I always identify myself as Indonesian whenever I introduce myself to my colleagues or new friends here. I never hesitate to tell them what Indonesia is famous for or what should they do when they visit the archipelago. I will tell them proudly that I am wearing batik on October 2nd because it’s a National Batik Day and that it’s on the list of UNESCO’s intangible heritage. Basically, I am a true blue Indonesian.
On the surface.
For a few years now, I have been thinking that being abroad for more than a decade has shaped my thinking, values, and principles even further away from what (I think) my roots are. And lately, I have been pondering on this as well about my children’s’.
See, even though I had spent half of my age living, studying, and working abroad, at least I grew up in Indonesia – it was 18 years full of Indonesian values. Hence, there are still some East principles that I hold firmly. But how about my kids? They were born in Singapore and now both are educated with German values and characters. They are learning German cultures and festivities – and they know nothing about Indonesian celebrations. Sure we still go to Iqra class on Sundays – but it’s nothing compared to 8 hours a day they have in their German childcare.
And what do I do?
Here’s when my inner battle started.
While I am proud of my Indonesian roots, I disagree with most of its values. When you disagree with something, it’s only natural that you stay away from those. And what I don’t preach and practice – my kids won’t ever be familiar with them let alone accepting them as part of their values. But at the same time, I also want them to know that they are true blue Indonesians even though they don’t speak the language. AND of course, I want them to absorb the good values from the Singaporeans and Germans in them.

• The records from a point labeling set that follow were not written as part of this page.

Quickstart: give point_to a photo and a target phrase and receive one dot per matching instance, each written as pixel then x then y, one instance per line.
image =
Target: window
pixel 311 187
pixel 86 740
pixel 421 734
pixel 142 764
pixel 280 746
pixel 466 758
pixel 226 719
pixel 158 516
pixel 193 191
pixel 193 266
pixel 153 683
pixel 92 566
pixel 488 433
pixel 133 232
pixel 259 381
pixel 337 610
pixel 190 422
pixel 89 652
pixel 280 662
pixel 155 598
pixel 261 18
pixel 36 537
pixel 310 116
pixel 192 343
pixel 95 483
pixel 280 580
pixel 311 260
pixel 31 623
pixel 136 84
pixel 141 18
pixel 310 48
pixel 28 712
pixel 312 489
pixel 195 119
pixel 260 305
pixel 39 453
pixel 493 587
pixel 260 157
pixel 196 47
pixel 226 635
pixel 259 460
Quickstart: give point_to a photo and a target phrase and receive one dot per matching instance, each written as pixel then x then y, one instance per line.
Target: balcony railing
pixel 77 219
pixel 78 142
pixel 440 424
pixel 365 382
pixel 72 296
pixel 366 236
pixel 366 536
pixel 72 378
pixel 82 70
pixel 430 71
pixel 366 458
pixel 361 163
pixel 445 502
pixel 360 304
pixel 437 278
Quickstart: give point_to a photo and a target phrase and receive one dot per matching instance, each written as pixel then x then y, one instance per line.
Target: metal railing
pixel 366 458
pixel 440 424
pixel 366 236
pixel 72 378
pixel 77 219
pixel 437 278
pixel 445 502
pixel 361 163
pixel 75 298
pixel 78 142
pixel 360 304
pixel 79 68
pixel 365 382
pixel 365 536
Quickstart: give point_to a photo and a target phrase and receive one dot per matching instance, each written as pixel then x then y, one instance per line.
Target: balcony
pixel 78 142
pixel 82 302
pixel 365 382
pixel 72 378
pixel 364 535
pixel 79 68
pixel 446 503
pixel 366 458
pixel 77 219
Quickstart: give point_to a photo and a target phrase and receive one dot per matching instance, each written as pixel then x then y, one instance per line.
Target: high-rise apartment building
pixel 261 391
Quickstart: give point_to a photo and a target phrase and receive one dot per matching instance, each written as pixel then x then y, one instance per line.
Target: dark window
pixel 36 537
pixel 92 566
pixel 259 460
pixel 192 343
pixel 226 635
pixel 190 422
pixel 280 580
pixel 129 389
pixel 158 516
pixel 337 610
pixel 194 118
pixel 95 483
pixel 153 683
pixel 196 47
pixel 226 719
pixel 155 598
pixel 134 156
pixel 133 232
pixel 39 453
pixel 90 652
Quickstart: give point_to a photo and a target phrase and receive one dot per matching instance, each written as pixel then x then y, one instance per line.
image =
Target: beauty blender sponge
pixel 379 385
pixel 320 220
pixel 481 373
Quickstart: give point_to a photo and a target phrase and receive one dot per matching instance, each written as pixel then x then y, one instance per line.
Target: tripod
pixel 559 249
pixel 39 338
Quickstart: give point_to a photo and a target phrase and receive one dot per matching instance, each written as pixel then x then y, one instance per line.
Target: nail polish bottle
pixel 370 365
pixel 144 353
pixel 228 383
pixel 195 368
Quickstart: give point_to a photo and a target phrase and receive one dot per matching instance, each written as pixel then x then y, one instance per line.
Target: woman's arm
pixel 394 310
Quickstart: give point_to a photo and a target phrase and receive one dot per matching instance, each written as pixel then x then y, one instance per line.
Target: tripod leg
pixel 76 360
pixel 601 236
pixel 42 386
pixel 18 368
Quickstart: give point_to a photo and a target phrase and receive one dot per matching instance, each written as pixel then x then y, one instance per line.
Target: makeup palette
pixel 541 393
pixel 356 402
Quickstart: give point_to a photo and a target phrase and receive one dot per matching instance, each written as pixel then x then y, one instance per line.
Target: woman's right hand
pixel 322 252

It’s a never-ending battle – especially when you yourself are battling with them. How many times I had stopped my way of thinking to consider other options that may be more suitable to say to the other person on the other side of the table? How many times I had told myself to stay quiet and not to say what’s on my mind cause I had no idea how to rephrase them to sound nicer?
It’s tiring.
Whenever I am going back to Jakarta, there are so many things that I need to consider before I open my mouth to say something. And it’s my own country for God’s sake. I didn’t even feel this when I was a second class citizen back in Singapore.
With my kids, it’s even harder. So many good values that Singapore and Germany have taught them and when they are in Jakarta, they constantly asked me why people there don’t do the things that other people do back in Berlin or Singapore? It didn’t help much when I told him that others are different cause I feel like I am sending mixed signals to them that there’s a gray area. It’s not their time to know about such things.
I am confused about my own roots – and I don’t want my kids to feel the same. But how can I solve this confusion (if any) if I don’t solve my own?